Remix.run Logo
snaking0776 3 hours ago

I wonder if our difference in view could be an instance of the jagged nature of AI’s intelligence. I do computational research in a basic science so write code or build models basically all day that is (occasionally) novel. I would say that I’ve noticed exponential improvements in parts of my job but certainly not all. For example, if I’m trying to visualize a concept from a paper I now go straight to Codex, give it the paper, and describe a webapp which allows me to play with the model in a way that wasn’t possible one year ago (this is great for teaching btw). If I have a script that I want to generalize, add in better metrics, or setup for running on a cluster I use codex and it does great.

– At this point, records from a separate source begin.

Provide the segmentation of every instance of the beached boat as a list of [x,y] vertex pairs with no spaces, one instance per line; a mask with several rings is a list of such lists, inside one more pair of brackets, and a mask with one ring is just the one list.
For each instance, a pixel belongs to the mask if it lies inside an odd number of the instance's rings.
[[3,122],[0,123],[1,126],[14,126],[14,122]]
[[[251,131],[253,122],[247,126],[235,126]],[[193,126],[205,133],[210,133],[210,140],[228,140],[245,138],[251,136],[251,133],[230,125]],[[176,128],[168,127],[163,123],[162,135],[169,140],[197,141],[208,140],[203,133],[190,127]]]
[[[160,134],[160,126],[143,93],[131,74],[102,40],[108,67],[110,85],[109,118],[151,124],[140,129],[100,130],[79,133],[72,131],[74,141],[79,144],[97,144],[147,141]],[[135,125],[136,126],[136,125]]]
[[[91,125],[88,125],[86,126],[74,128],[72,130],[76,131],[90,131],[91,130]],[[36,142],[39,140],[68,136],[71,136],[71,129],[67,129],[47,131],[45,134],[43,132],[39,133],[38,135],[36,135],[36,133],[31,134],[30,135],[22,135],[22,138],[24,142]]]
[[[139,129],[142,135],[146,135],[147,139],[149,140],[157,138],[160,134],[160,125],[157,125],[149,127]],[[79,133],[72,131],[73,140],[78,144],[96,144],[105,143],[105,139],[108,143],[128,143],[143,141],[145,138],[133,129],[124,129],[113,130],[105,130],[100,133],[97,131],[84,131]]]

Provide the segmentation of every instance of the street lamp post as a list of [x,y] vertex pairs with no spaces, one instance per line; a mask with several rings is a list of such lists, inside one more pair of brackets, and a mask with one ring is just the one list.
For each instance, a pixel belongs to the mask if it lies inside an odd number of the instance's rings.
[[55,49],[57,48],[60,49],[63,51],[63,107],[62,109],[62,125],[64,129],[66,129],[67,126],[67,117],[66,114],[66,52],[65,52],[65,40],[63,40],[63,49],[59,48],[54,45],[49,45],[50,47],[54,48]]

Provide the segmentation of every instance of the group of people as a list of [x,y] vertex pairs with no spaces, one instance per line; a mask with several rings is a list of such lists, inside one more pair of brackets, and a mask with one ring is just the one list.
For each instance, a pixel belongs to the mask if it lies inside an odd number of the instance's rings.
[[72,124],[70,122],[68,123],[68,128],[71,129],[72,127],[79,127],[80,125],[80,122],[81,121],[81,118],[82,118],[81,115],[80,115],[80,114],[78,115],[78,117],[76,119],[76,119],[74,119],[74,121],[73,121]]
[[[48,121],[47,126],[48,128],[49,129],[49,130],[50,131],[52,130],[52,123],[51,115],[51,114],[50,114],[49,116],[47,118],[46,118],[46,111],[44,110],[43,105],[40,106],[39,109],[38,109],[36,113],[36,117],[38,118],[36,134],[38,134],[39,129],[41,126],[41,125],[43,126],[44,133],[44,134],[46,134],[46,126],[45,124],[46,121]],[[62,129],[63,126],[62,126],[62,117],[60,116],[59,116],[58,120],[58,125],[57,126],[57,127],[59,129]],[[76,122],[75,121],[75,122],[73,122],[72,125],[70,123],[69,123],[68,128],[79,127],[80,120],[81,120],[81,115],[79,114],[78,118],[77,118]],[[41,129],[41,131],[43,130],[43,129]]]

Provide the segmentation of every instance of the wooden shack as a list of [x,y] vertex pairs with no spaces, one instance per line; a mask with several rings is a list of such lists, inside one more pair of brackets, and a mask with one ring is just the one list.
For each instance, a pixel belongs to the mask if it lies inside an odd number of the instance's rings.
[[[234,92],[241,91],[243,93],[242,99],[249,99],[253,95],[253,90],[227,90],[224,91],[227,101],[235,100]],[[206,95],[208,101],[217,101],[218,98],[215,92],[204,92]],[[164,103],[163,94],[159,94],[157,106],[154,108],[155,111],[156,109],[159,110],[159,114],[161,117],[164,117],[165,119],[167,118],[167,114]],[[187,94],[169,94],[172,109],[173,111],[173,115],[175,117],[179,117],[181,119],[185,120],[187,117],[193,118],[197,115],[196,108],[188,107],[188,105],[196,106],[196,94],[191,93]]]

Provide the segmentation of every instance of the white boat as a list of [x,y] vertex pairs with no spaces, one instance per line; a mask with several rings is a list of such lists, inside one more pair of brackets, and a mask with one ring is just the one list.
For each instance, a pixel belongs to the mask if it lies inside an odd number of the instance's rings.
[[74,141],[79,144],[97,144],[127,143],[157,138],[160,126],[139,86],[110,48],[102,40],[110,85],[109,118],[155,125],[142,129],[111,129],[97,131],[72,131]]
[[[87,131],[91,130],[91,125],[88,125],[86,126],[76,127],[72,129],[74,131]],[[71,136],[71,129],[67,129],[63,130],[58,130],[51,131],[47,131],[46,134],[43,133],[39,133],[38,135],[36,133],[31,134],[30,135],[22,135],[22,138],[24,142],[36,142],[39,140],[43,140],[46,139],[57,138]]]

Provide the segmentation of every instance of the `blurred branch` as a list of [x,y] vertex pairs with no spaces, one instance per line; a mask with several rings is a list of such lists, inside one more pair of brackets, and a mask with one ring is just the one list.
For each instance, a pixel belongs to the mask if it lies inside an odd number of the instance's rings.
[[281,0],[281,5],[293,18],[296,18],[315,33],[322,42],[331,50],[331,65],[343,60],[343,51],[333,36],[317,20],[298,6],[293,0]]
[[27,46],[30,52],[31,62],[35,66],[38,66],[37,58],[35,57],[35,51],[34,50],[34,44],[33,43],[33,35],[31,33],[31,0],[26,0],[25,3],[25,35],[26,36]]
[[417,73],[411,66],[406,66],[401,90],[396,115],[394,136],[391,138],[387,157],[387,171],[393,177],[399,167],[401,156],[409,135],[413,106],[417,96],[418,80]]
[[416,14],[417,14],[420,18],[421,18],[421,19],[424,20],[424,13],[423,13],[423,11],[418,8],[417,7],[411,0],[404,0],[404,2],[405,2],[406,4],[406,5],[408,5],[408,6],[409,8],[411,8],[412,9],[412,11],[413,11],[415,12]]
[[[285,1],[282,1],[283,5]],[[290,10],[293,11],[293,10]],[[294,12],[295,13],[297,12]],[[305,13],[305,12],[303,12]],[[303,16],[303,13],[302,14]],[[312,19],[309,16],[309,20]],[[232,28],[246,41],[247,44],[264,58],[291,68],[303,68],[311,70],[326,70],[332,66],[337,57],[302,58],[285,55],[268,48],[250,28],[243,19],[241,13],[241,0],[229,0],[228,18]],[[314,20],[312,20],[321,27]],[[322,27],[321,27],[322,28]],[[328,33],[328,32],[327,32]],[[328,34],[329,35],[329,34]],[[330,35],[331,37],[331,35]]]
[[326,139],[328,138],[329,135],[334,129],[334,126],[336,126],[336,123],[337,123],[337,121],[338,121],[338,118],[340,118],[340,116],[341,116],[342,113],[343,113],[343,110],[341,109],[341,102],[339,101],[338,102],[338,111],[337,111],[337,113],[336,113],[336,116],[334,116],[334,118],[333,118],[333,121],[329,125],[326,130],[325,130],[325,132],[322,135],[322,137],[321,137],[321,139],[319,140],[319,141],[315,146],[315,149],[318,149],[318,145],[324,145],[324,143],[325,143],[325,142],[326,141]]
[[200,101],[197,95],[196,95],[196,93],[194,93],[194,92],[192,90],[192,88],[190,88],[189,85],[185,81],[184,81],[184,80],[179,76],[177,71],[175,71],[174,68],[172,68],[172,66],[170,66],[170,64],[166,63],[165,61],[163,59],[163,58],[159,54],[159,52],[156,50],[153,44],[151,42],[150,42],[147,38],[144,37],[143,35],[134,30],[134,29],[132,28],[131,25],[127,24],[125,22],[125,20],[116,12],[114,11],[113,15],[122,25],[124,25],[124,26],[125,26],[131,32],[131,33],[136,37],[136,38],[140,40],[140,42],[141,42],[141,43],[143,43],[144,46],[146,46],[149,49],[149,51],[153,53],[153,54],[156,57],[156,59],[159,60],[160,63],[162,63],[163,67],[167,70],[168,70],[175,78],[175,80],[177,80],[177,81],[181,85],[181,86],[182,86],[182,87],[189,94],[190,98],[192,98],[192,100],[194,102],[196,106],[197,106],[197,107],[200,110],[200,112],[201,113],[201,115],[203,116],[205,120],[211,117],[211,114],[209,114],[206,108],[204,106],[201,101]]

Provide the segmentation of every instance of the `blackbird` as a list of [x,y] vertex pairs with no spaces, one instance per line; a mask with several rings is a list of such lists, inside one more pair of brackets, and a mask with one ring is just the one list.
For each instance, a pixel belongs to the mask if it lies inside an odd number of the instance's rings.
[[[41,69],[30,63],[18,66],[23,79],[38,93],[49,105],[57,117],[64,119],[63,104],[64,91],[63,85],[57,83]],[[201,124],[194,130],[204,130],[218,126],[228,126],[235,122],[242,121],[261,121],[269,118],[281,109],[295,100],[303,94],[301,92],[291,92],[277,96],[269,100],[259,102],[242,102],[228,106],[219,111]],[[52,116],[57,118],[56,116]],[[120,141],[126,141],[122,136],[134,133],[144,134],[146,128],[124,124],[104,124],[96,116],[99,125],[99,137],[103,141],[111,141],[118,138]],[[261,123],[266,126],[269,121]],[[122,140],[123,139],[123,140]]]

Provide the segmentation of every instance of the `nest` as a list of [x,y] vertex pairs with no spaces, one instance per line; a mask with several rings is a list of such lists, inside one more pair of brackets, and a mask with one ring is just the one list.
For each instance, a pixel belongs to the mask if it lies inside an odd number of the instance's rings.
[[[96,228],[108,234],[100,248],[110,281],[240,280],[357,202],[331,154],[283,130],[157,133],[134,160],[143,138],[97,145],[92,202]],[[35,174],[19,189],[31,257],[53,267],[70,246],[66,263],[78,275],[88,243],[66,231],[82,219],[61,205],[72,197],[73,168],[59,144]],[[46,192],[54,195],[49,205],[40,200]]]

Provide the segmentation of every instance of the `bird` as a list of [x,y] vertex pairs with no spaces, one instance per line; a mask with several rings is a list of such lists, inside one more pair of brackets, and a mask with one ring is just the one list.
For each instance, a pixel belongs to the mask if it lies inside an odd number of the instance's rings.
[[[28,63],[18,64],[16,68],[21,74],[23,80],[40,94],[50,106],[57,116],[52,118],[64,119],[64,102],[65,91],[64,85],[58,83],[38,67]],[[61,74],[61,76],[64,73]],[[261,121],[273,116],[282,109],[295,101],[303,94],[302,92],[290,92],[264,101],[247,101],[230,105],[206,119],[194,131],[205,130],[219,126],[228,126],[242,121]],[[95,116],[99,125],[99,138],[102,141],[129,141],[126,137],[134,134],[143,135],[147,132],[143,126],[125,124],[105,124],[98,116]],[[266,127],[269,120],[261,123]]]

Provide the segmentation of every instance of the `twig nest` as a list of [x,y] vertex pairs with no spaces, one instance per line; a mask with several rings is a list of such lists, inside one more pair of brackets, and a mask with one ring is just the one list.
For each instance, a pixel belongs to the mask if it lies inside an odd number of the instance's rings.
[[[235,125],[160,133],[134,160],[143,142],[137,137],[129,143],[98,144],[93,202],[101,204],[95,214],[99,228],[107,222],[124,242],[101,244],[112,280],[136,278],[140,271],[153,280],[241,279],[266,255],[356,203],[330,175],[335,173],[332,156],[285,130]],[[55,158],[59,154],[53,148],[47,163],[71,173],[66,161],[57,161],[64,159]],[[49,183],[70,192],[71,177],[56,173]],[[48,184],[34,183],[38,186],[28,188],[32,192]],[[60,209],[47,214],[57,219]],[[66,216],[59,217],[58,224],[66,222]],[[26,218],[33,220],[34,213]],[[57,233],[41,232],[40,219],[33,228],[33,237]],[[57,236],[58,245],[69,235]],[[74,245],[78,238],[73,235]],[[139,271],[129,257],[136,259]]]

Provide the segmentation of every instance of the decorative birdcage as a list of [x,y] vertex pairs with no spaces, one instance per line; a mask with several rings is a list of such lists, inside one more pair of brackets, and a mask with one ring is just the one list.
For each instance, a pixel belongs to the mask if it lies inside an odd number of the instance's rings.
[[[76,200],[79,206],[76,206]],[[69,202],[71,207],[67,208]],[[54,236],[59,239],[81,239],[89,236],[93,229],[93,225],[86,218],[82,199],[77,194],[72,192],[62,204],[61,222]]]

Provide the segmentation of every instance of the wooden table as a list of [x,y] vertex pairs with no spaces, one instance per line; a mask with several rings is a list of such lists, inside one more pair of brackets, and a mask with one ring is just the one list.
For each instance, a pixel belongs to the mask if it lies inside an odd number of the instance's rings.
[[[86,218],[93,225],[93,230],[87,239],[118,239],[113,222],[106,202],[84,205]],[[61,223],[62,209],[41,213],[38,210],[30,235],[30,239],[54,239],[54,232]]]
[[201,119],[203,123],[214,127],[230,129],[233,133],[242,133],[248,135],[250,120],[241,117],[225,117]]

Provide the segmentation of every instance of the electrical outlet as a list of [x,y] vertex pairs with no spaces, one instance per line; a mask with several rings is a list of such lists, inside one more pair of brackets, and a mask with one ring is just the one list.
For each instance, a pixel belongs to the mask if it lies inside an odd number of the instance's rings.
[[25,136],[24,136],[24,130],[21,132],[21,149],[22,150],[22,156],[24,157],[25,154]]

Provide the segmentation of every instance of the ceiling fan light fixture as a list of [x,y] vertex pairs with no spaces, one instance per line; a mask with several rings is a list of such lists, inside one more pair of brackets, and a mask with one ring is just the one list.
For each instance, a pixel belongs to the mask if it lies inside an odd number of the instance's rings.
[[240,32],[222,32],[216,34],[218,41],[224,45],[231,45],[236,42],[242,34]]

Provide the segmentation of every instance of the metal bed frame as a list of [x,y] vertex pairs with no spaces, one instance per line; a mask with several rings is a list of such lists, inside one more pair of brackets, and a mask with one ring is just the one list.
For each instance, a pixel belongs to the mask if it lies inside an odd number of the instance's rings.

Where it fails me though is exactly when I’m doing something novel like developing a new model or trying to develop some new method to process data. I’ve tried many times to one shot these ideas with detailed descriptions of what I want, how I’d like to generate abstractions, etc and it almost always ends up changing what I want to what I can only describe as something which better matches its training data. It often quietly changes key details that means that I have to delete the whole thing and start over. Just today this happened. On this level of task I’ve found that my workflow and pace of iteration hasn’t really changed at all in the last year. I still have to go and explain in detail on a function by function level what I want in much the same way I did a year ago. While that’s obviously a harder task, it seems to me like the task this whole long term exponential argument hinges on. I obviously could be wrong and maybe LLM with eval loop will do all of this for us but it seems still quite bad at anything without a clear definition of “good”.

I’m personally much more concerned about autonomous weapons, surveillance, and people plugging these things into places they don’t belong to avoid responsibility than I am the general possibility of these models being smarter than me in every way but obviously I could be wrong on this and am just using it incorrectly, hence the question.